Minipi Camps Web Log
Coopers’ Little Minipi Lake Lodge—an overview
This first part of this commentary is taken from of an article written by Al Raychard for a series called Our Man in Canada Archives. It appears in full on flyanglersonline.com.
Little Minipi Lake is “part of a complex system of shallow tea-colored lakes and connecting thoroughfares, riffles and rapids that drain 250 square miles of pristine wilderness 60 miles south of Goose Bay Labrador. … Of a handful of major drainages were giant brook trout are found, the Broadback, the Eastmain and Rupert in Quebec, the Ashuanipi and Eagle in Labrador and God’s in Manitoba among others, the Minipi is unique. While large Brook trout are caught elsewhere, Minipi specimens average… four to 5 pounds…. No place on the planet has produced more record Brook trout.”
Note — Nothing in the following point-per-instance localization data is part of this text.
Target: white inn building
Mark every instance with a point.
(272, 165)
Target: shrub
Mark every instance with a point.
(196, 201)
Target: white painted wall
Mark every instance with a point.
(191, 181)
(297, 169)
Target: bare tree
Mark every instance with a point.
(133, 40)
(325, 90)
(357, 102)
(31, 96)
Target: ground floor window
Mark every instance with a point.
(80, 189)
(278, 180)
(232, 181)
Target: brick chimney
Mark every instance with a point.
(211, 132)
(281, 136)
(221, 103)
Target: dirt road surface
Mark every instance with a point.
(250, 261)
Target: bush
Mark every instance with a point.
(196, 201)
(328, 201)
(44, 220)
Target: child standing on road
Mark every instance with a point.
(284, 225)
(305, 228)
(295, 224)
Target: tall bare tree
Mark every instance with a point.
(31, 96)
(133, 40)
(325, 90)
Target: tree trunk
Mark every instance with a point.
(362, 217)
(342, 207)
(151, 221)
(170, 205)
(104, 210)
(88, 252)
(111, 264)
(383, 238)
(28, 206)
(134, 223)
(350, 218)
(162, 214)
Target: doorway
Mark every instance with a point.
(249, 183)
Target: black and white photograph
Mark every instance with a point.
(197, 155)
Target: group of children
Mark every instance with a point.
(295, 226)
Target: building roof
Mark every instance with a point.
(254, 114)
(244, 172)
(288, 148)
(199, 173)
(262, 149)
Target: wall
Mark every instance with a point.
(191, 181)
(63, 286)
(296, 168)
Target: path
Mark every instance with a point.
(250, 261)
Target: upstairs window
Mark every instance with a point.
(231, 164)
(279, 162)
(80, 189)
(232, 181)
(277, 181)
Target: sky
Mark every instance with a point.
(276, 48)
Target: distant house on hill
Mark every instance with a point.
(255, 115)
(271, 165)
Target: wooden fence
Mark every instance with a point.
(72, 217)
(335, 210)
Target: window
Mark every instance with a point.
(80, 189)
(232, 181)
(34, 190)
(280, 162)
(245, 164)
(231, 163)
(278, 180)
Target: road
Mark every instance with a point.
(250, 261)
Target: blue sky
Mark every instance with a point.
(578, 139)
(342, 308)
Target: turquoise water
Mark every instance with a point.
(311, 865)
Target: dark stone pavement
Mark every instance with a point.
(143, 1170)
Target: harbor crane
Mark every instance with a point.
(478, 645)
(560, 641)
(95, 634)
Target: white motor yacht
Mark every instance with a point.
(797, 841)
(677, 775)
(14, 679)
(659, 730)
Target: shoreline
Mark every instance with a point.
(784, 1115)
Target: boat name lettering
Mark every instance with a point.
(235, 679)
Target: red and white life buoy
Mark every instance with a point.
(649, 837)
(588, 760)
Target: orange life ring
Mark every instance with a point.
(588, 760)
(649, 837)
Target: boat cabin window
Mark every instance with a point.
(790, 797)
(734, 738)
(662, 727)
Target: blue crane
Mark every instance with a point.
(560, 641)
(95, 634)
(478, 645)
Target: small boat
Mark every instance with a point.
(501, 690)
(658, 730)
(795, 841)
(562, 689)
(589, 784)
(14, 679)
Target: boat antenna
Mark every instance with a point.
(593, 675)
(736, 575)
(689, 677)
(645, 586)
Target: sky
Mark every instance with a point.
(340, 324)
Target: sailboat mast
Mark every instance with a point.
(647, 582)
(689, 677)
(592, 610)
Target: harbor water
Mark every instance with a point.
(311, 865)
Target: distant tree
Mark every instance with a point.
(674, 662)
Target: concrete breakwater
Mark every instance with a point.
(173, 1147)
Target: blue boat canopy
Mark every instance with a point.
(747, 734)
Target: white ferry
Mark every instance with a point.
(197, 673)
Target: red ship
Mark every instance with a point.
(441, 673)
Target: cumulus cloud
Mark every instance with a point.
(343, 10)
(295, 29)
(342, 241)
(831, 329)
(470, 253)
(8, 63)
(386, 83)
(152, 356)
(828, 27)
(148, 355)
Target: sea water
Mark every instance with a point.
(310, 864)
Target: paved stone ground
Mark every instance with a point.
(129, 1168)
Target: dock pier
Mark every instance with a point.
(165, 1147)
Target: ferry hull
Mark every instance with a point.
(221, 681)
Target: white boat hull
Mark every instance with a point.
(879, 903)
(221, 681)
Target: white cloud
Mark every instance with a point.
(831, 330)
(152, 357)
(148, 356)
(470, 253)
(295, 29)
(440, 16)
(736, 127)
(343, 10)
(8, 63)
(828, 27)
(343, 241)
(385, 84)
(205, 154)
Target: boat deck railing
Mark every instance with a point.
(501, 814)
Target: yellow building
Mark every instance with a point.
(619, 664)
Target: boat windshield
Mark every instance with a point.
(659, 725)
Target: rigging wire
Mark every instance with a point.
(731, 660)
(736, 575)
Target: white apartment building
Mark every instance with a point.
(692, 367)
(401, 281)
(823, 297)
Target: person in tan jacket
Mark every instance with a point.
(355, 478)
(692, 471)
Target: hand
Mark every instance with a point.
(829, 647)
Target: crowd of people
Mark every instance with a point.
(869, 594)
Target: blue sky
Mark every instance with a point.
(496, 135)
“First explored by the late Lee Wulff who pronounced it, ‘the finest book trout fishing in the world,’ “the Minipi trout fishery remains as healthy today as it was in the early 60s when Wulff discovered it. The reason for that is the way the fishery has been managed by Camp owners. Since the late 1960s only two fishing outfitters have ever operated within the entire Minipi system. ...When Little Minipi Brook Trout Camp was purchased by Labrador Outfitters in 1996 its owner, Harvey Calden [an American bush pilot] took those rules even further. Today all fishing is with barbless hooks and no fish may be retained.”
(from kennebecriveroutfitters.com)
“There are Arctic char and all of the 25+ inch Pike you can catch (if you are so inclined – boredom?) With two private lakes roughly 9 and 3 miles long respectively, with countless coves and inlets), a mile-long “Deadwater,” miles of river, and a productive “Riffle” within a walk of the camp, little Minipi has something for everyone.”